Narativ with Zev Shalev

Narativ with Zev Shalev

What is The Magna Carta?

King Charles cited the principle the barons forced on King John in 1215. Every clause that survived is being tested by Donald Trump’s regime.

Zev Shalev's avatar
Zev Shalev
Apr 29, 2026
∙ Paid

Two reigning British monarchs have addressed a Joint Meeting of the United States Congress: Queen Elizabeth II in 1991, at the dawn of an American century she still believed in, and King Charles III on Tuesday, April 28, 2026, watching America combust under the weight of a president whose compounding failures have led him to the lowest favorability ratings in his two presidential terms.

Thirty-five years between the two speeches. The chamber was unchanged: Freedom overhead, the flag behind the Speaker, the 119th Congress filling the seats. Both parties were present, the cabinet and diplomats in place, the Joint Chiefs in dress blues.

Howard Lutnick beamed in the front row.

Donald Trump was left to watch the whole thing from the White House, unmentioned even once. Whether he grasped the speech’s carefully coded critique is anyone’s guess.

But it was the speech we’d all longed for — one denied by Trump’s mob-land version of democratic government.

The King took no direct shots — he’s too smart for that — instead grounding his speech in the founding documents his nation bequeathed to America at our founding.

He cited Magna Carta. He named the principle that executive power is subject to checks and balances. He invoked the Declaration of Rights of 1689, the Bill of Rights of 1791, and the Spirit of 1776. He reminded Congress that America’s founding principle came from a fundamental disagreement with Britain — a disagreement that forged a lasting partnership.

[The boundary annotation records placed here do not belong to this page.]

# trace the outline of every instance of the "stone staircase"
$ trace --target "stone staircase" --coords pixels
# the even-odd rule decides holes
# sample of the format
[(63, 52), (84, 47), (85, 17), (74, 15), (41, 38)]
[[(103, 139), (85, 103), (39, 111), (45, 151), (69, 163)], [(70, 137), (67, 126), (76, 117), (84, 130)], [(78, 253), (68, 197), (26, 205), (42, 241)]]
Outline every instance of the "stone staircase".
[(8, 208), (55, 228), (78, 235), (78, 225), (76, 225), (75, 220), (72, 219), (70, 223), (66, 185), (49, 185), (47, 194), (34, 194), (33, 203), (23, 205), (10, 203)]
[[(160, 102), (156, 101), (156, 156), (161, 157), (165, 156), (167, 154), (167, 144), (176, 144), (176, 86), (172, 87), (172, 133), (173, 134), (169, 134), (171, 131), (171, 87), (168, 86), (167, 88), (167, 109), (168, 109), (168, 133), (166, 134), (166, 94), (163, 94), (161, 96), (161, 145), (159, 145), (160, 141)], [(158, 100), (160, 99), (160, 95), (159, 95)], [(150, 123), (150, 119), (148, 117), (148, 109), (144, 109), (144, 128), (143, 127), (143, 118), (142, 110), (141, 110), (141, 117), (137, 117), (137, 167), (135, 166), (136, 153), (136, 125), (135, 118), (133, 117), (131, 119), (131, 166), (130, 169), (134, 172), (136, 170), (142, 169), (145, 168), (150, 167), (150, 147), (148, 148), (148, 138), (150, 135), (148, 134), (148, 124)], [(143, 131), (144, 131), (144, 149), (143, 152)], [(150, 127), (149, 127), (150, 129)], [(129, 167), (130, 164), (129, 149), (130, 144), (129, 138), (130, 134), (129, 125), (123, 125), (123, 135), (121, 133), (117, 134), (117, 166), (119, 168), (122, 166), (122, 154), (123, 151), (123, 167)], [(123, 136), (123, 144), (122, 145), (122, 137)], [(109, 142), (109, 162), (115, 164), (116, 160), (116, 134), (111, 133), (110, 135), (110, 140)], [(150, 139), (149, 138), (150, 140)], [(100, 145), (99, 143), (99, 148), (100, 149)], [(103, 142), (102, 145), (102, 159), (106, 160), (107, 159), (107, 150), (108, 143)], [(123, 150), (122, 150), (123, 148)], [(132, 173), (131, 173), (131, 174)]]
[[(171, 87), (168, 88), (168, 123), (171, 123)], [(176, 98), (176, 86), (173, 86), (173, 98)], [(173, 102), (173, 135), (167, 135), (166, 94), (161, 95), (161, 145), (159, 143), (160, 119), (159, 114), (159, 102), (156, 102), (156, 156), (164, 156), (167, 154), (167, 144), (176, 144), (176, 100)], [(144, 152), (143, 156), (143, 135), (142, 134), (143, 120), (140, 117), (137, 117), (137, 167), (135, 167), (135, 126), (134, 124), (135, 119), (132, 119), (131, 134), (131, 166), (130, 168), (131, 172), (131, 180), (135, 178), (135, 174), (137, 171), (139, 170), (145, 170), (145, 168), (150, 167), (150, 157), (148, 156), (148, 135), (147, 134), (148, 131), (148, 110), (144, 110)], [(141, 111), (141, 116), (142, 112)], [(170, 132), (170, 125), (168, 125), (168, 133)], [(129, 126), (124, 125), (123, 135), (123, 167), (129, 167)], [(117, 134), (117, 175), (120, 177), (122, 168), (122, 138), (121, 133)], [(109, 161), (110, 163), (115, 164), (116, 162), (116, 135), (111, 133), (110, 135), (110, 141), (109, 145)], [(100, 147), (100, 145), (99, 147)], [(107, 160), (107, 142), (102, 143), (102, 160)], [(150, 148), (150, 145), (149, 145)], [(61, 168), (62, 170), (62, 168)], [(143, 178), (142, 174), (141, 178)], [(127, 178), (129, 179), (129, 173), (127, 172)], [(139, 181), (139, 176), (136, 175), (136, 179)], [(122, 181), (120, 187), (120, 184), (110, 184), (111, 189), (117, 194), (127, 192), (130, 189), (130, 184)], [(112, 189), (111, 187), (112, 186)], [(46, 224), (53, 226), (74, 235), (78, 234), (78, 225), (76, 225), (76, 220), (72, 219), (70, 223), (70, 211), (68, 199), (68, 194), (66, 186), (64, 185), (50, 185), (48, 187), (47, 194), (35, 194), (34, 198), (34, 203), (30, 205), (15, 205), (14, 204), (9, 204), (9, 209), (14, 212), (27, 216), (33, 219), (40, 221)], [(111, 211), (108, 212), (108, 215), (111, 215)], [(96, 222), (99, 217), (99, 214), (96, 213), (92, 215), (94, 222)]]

He condemned the recent perimeter skirmish at the White House Correspondents Dinner, declaring, “Such acts of violence will never succeed.” He praised diversity, faith, the climate, the rule of law, and the independent judiciary.

He invoked support for Ukraine, earning bipartisan applause from a Congress bitterly divided on the issue.

He closed on Lincoln, quoting the Gettysburg Address:

“May little note what we say, but will never forget what we do.”

Lincoln invoked; Trump never mentioned.

He blessed both nations.

The joint session sprang to its feet for several ovations. For a brief moment, sense and sensibility were restored to the chamber. It was a gentle reminder of what it means to be a parliamentarian and of who we used to be.

Some might call it routine — a state visit, a ceremonial address. But Charles spoke of grounding principles: liberty, equality, justice, democracy — that Trump views as impediments, not virtues.

“Whatever our differences, whatever disagreements we may have, we stand united in our commitment to uphold democracy, to protect all our people from harm…”

It was the type of blunt message only a friend can deliver to the representatives of the American people - while hoping it skates over the head of the man who inspired it. The King put the United States on notice — you can only meddle with democracy so much. And no more. After that, you lose your connection to your roots.